Who knows, this time next year he could be back in the Antrim panel. You can tell he’d love to be involved in Sunday’s Ulster quarter-final between his adopted county and his native county at the Athletic Grounds.

“Armagh are one of the teams you would want to draw. Logistically, it’s not that far away – 40-45 minutes’ drive for the players and the Athletic Grounds is a tight, narrow pitch so it ticks a lot of boxes,” he said.

"I think it will be a close game. Form can go out the window in Championship and over the last few years Antrim have been underdogs in Ulster and they’re overdue a result. One thing you can’t coach is momentum and they are going well at the moment, they’re showing a bit of resilience and digging in in the last few minutes of the games.

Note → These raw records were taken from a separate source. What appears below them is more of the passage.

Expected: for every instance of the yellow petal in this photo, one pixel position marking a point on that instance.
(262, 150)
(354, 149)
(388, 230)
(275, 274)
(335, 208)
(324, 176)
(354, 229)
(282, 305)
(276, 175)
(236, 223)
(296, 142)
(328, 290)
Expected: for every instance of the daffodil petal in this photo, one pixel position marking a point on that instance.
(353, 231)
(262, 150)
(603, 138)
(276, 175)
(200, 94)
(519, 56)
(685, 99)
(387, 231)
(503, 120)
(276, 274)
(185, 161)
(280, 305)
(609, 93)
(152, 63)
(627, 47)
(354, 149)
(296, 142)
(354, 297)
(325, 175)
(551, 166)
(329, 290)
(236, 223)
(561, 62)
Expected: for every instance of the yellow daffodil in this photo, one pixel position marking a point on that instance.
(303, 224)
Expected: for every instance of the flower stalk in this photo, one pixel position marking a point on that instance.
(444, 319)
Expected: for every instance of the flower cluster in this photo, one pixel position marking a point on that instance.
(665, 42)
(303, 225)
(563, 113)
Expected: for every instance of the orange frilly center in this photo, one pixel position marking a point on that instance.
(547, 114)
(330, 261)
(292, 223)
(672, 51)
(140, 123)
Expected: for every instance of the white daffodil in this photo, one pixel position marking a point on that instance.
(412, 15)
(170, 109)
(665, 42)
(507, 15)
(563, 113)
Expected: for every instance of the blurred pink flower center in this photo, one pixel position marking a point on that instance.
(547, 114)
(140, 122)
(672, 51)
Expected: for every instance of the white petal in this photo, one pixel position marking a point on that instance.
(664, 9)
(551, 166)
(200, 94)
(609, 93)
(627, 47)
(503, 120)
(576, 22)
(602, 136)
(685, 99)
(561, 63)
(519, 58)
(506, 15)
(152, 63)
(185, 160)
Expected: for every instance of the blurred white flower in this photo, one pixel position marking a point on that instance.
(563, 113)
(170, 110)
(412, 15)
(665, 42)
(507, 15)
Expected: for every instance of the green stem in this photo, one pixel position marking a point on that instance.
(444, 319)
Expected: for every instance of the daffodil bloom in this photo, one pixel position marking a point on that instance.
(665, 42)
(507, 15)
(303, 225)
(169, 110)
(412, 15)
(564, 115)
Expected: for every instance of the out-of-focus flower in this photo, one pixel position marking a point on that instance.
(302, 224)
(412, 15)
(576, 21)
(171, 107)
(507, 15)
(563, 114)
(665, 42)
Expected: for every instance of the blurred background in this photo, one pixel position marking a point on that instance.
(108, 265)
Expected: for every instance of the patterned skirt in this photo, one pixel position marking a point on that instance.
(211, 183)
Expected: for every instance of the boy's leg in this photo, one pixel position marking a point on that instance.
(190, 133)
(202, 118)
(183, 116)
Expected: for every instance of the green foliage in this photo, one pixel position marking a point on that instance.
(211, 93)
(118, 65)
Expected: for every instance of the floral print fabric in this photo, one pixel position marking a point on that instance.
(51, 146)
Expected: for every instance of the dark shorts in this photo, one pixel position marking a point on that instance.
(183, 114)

“It’s not surprise with the calibre of management they have and the personalities they are that they’re not throwing the towel in. They are hanging in there and grinding out results. It’s good to see, long may it continue and hopefully on the 4th of July they can get over the line and I might have to put a ‘For Sale’ sign up at the house!”

Kerr was county captain last time Antrim visited the Athletic Grounds. That was back in March 2017 when the counties were in Division Three and, had the Saffrons thrown caution to the wind and attacked in the second half that night, they could well have won the game. In the end, Armagh edged it by two points after CJ McGourty’s penalty was saved. Antrim were relegated on scoring difference and languished in Division Four until this year.

“It shows the small margins there are,” says Kerr.

“Armagh have kicked on and got to Division One from then and fair play to them, they’ve stuck at it. But Antrim are on the rise too.

“I played in Division Two, Three and Four with Antrim and I always felt that you need to win five or six games to get out of Division Four. In the other divisions you can get away with winning two and drawing one – you can survive. But in Division Four you need 10-12 points (to get promoted) and there are always a couple of brutal away trips so it is a tough division to get out of.

“People look at it and go: ‘Yeah, the basement…’ but the competitive nature of it is brutal because no-one wants to be labelled as a Division Four team all the time. There are a lot of pressure that comes with it that a lot of the teams that have never been in it wouldn’t realise.”